On October 16th, World Food Day will call attention to the crucial role that small-scale family farmers play in creating a more sustainable global food system – and it couldn’t come at a more opportune time. As the global population approaches nine billion by the year 2050, nourishing the world and preserving diminishing environmental resources presents a daunting challenge. Over the coming week, Food Tank will highlight the many ways in which small-scale farmers – both urban and rural – are growing healthy, nutritious food for their communities while protecting the planet.
Today, the 2013 Food Sovereignty Prize is being awarded to the Group of 4 and the Dessalines Brigade/La Via Campesina. Their work exemplifies the power of family farmers who are ensuring food and nutrition security, protecting the environment, and improving livelihoods. We applaud their efforts and hope they inspire other farmers, eaters, businesses, and governments to make the food system more environmentally, economically, and socially just. And we urge the funding and donor communities to give them more attention, more research, and ultimately more investment to be replicated and scaled-up in developing and industrialized countries alike.
October 16th is World Food Day, an opportunity to celebrate the thousands of other farmers and groups working in fields, kitchens, schools, and laboratories around the world to improve food and nutrition security, increase incomes, raise yields, and protect biodiversity.
We’re also excited to participate in an event, Food, Land, and Small Planet Producers, on Thursday in Ames, Iowa to honor the work of women farmers. Oxfam America is coordinating the event and speakers include Frances Moore Lappe, Harriet Nakabaale, and Kijoolu Kaliya.
To celebrate the winners of Food Sovereignty Prize and World Food Day, Food Tank has chosen to recognize initiatives giving family farmers the support that they need to produce healthy crops that feed their communities.
These five initiatives are working to support farmers growing indigenous, nutrient-rich crops all over the world. It’s important that these efforts be scaled up on a global level to expand access to healthy produce, promote enviromentally sustainable farming practices, and preserve traditional diets.
1. The Indigenous Plants for Health and Wellness Program (IPHWP) was created by the Republic of the Philippines’ Bureau of Agricultural Research (BAR). The program studies Philippine environmental biodiversity, focusing on indigenous food crops to combat malnutrition. Throughout the research process, BAR collect species varieties in an effort to conserve the country’s rich plant varieties. With data, preservation, and research, BAR works toward building awareness of the importance of nutrient-rich indigenous plants, while creating new markets for local production.

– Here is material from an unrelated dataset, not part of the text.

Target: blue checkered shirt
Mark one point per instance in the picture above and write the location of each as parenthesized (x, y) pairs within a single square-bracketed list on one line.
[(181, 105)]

2. In Kenya, Mary Abukutsa-Onyango, professor of horticulture at the Jomo Kenyatta University of Agriculture and Technology (JKUAT), has helped farmers cultivate indigenous crops including amaranth, black nightshade, and Bambara nuts for consumption. Abukutsa-Onyango’s project also helps instruct farmers how to preserve these crops, once harvested, to help maintain maximum nutritional value.
3. Fundatia ADEPT is a biodiversity conservation organization in Romania helping local farmers use agroecological management practices to take care of their land, including cultivating indigenous species of plants and animals. Fundatia ADEPT works with individuals, communities, universities, and other governments to conserve agricultural ecosystems in the Transylvania region, and cultivate and protect more than 50 native species of edible plants.
4. As an original founding farm of the Navajo Family Farms (NFF) project, the North Leupp Family Farm (NLFF) works to improve the health and well-being of native North American peoples through sustainable agriculture and indigenous foods. NLFF advocates for the cultural revitalization of the Diné community, focusing primarily on farming techniques and crop varieties native to central Arizona. NLFF also teaches community members, particularly youth, about the significance of native plants and crops in traditional culinary arts through educational programs.
5. The University of Canberra received a grant for nearly AU$800,000 (approximately US$780,000) from the Australian Centre for International Agricultural Research to study the practices of women smallholder vegetable farmers in Papua New Guinea. The purpose of the project is to provide education and resources to enable these farmers, whose vegetable cultivation is usually restricted to household use, to sell their crops commercially.